1
votes

I am building a compiler and have one doubt. In case of STRING, we do not have any idea about the length, but in case of CHARACTER we know that it will be either 3 or 4 symbols including starting and ending single quotes (ex. ‘a’, ‘/t’). So, can we take advantage of this knowledge and flag error in the Lexer if length of input string is more than 4 symbols or this is the work of Parser?

Ex. ‘aaaaaaaaaaa’

Is this a lexical error for character or syntactic error? What could be the optimal location for this check?

1
That depends entirely on the intended semantics of the language you are intending to parse. For example, in Python, 'some string' is (almost) entirely equivalent to "some string". Not so much in C or C++, where the single quotes are used for character literals, including multi-byte character literals, and the double quotes denote a string literal.twalberg

1 Answers

2
votes

In C, ‘aaaaaaaaaaa’ is neither a lexical nor a syntactic error, although its semantics are implementation-defined:

The value of an integer character constant containing more than one character (e.g., 'ab'), or containing a character or escape sequence that does not map to a single-byte execution character, is implementation-defined. (C standard, section 6.4.4.4, paragraph 10.)

It would have been easy to restrict character constants to a single character or escape sequence, but not by counting the display length of the character constant. (For example, 'ab' (length 4) would be illegal while '\x2C' (length 5) is legal, and '\u00C3' (length 6) depends on encoding.)

In any case, the frontier between "lexical" and "syntactic" errors is not particularly well-defined, and particularly not for C, in which 23skidoo is a valid preprocessor token but not a valid token.

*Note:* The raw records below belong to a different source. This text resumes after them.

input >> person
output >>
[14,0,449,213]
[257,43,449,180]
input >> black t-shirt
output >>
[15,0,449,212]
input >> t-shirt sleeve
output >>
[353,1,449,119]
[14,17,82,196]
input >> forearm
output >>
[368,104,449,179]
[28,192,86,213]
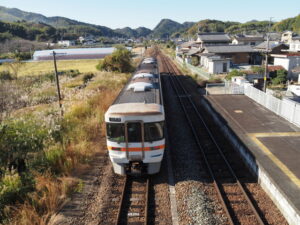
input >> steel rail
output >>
[161,53,264,224]
[115,176,150,225]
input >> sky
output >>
[0,0,300,29]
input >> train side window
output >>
[106,123,125,142]
[127,123,142,142]
[144,122,164,142]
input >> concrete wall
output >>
[274,56,300,76]
[232,53,250,64]
[209,60,230,74]
[274,57,290,71]
[200,98,300,225]
[290,40,300,52]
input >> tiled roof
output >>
[234,36,264,41]
[205,45,254,53]
[198,33,231,42]
[254,41,284,50]
[268,66,285,72]
[180,41,197,48]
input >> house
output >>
[57,40,76,47]
[200,53,230,74]
[291,66,300,84]
[265,32,281,42]
[254,41,289,54]
[289,36,300,52]
[271,53,300,80]
[196,33,231,48]
[232,35,264,46]
[176,41,200,61]
[281,31,300,44]
[203,45,261,64]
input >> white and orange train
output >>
[105,58,165,175]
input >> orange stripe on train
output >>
[107,145,165,152]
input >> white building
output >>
[289,36,300,52]
[232,35,264,46]
[200,54,230,74]
[271,53,300,79]
[57,40,76,47]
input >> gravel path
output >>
[163,76,224,224]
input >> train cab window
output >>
[127,123,142,142]
[106,123,125,142]
[144,122,164,142]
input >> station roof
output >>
[107,103,163,115]
[198,33,231,42]
[34,48,131,57]
[204,45,255,53]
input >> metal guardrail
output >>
[176,56,211,79]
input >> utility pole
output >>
[53,51,64,116]
[263,17,273,92]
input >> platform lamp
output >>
[263,17,273,92]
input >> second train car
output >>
[105,58,165,175]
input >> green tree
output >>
[251,66,265,74]
[97,46,133,73]
[272,70,287,85]
[225,69,244,80]
[0,119,48,173]
[191,56,199,66]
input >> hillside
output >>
[151,19,194,38]
[114,27,152,38]
[0,6,120,37]
[0,6,300,41]
[184,19,239,36]
[185,15,300,36]
[273,14,300,34]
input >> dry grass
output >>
[0,59,100,76]
[6,174,79,225]
[0,69,129,225]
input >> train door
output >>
[125,121,144,161]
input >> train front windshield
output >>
[106,122,164,143]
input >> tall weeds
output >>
[0,73,128,225]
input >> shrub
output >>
[225,69,244,80]
[96,46,133,73]
[14,52,32,61]
[0,71,13,80]
[251,66,265,74]
[0,119,47,173]
[192,57,199,66]
[272,70,287,85]
[82,73,95,84]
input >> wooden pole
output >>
[53,51,64,116]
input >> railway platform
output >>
[201,95,300,224]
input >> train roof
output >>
[107,103,163,116]
[113,60,161,105]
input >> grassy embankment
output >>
[0,59,99,76]
[0,57,129,225]
[161,45,226,87]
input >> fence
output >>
[244,85,300,127]
[176,56,211,79]
[206,82,244,95]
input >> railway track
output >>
[160,54,265,224]
[105,176,150,225]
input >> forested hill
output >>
[182,15,300,36]
[0,6,300,41]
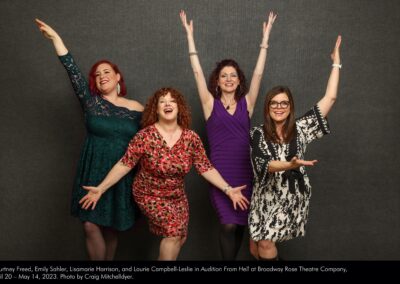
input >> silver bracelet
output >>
[222,184,232,195]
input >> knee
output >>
[165,236,186,246]
[83,222,100,235]
[180,237,187,246]
[257,240,275,251]
[249,240,258,259]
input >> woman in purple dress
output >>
[180,11,276,260]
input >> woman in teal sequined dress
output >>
[36,20,143,260]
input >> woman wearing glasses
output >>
[249,36,341,260]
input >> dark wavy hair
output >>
[263,86,296,143]
[89,59,126,97]
[141,87,192,129]
[208,59,248,101]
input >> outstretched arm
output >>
[179,10,214,119]
[246,12,277,117]
[202,168,249,210]
[35,19,68,56]
[318,36,342,117]
[268,156,318,173]
[79,161,132,210]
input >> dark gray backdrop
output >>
[0,0,400,260]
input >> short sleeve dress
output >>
[59,53,141,231]
[121,125,213,237]
[249,105,330,242]
[206,97,253,226]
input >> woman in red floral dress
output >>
[80,88,249,260]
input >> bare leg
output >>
[249,239,258,260]
[103,228,118,260]
[158,237,186,260]
[83,222,106,260]
[257,240,278,260]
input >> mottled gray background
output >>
[0,0,400,260]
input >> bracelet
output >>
[222,184,232,195]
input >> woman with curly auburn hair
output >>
[80,88,249,260]
[36,19,143,260]
[180,11,276,260]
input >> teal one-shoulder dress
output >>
[59,53,142,231]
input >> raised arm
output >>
[79,161,132,210]
[246,12,277,117]
[179,10,214,119]
[35,19,68,56]
[202,168,249,210]
[318,35,342,117]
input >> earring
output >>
[117,82,121,96]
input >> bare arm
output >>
[246,12,277,117]
[268,157,318,173]
[318,36,342,117]
[79,161,131,210]
[35,19,68,56]
[202,168,249,210]
[179,10,214,119]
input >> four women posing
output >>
[37,8,341,260]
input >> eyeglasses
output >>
[269,101,290,108]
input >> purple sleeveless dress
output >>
[206,97,253,225]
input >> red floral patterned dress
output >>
[121,125,213,237]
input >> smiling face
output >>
[218,66,240,93]
[268,93,290,123]
[95,63,121,94]
[157,92,178,121]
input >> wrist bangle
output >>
[222,184,232,195]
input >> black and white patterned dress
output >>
[249,105,330,242]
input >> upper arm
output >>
[120,131,146,168]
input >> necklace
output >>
[221,98,236,110]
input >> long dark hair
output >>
[208,59,248,101]
[89,59,126,97]
[264,86,296,143]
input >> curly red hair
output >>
[141,87,192,129]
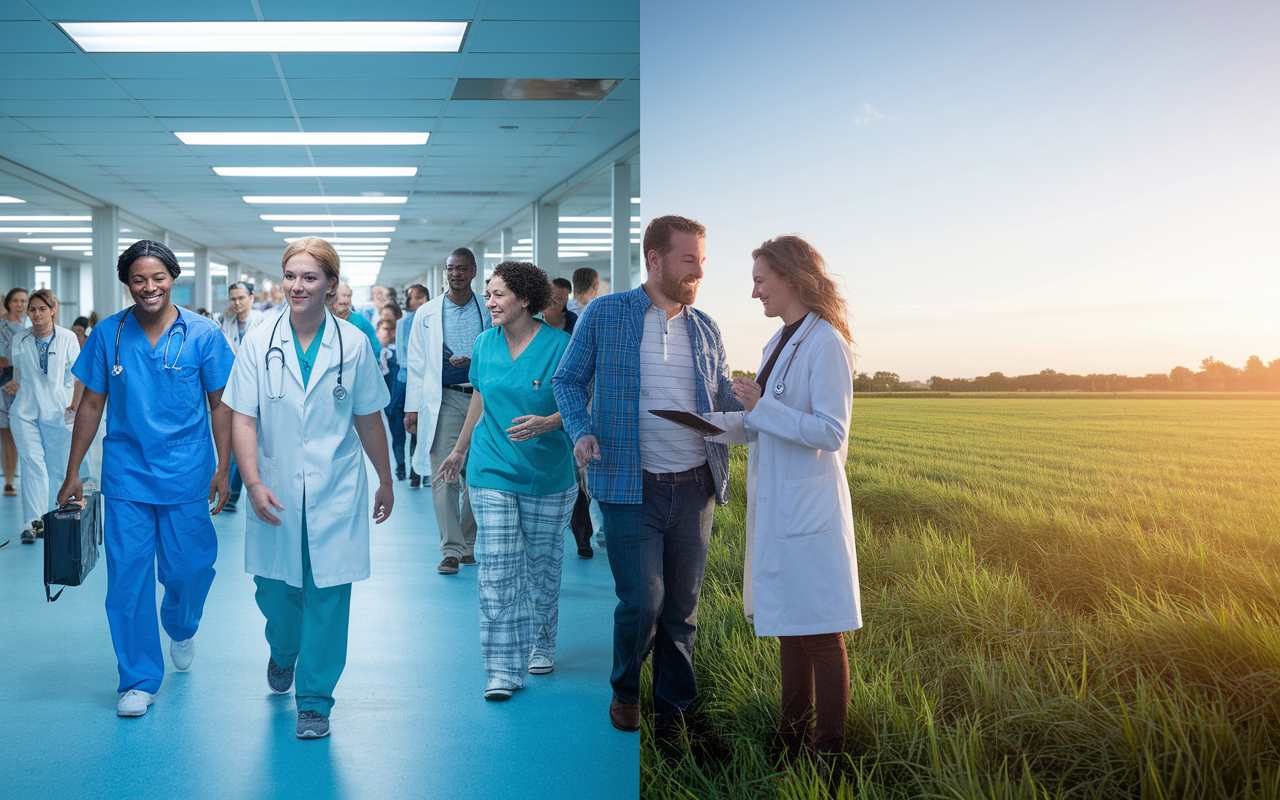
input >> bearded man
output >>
[552,216,742,739]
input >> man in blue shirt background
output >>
[388,283,431,489]
[58,239,236,717]
[552,216,742,739]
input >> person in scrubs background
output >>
[436,261,577,700]
[329,283,383,356]
[0,287,27,497]
[221,280,266,513]
[58,239,234,717]
[227,237,394,739]
[0,289,84,544]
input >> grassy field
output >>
[640,396,1280,800]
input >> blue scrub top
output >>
[467,323,577,494]
[72,306,236,506]
[347,311,383,361]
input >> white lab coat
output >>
[219,308,268,353]
[403,294,493,475]
[223,311,390,589]
[704,314,863,636]
[9,325,79,525]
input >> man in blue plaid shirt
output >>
[552,216,742,739]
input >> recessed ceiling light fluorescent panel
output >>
[58,20,467,52]
[259,214,399,223]
[244,195,408,206]
[0,216,93,223]
[174,131,430,147]
[271,225,396,236]
[214,166,417,178]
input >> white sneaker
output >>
[169,639,196,672]
[529,655,556,675]
[115,689,155,717]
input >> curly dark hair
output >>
[115,239,182,285]
[493,261,552,314]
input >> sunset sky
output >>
[641,0,1280,380]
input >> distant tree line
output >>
[926,356,1280,392]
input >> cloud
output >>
[854,101,897,125]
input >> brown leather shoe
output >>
[609,698,640,733]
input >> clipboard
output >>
[649,408,724,436]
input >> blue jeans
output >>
[384,380,407,470]
[600,465,716,726]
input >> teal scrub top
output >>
[467,323,577,494]
[72,306,236,506]
[347,311,383,356]
[289,314,329,389]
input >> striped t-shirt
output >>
[640,306,707,472]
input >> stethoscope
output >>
[111,306,187,375]
[773,317,818,397]
[266,310,347,401]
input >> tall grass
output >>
[641,398,1280,800]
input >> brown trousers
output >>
[778,634,849,756]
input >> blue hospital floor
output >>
[0,473,639,800]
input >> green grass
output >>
[640,396,1280,800]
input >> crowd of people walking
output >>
[0,216,861,754]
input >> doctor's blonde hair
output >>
[280,236,342,298]
[751,234,854,344]
[27,289,58,321]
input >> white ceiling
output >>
[0,0,640,282]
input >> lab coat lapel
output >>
[303,311,337,402]
[271,311,315,394]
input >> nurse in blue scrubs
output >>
[58,239,236,717]
[436,261,577,700]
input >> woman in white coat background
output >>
[0,289,84,544]
[223,237,393,739]
[707,236,861,755]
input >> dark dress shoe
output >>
[609,698,640,733]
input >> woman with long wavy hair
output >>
[708,236,861,755]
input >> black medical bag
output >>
[41,492,102,603]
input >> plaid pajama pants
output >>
[471,485,577,689]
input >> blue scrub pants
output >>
[253,514,351,717]
[102,498,218,694]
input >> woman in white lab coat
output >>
[223,237,393,739]
[0,289,84,544]
[708,236,861,754]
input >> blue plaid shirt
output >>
[552,288,742,506]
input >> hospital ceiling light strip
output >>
[0,215,93,223]
[271,225,396,236]
[284,236,392,244]
[58,19,467,52]
[174,131,430,147]
[0,228,93,233]
[244,195,408,206]
[259,214,399,223]
[214,166,417,178]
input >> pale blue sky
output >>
[641,0,1280,380]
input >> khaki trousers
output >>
[431,389,476,558]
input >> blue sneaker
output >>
[266,655,297,695]
[298,712,329,739]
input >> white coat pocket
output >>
[317,449,369,517]
[773,475,840,539]
[248,456,280,522]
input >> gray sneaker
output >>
[298,712,329,739]
[266,655,297,695]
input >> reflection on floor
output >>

If your question is "should I detect and react to this error in the scanner or the parser", I would answer, "whichever seems most convenient to you". My preference is to centralize all error handling in a single place, though, which means in the parser, and that requires the scanner to pass a special "bad token" token to the parser in order to trigger error detection (and possibly recovery) in the parser.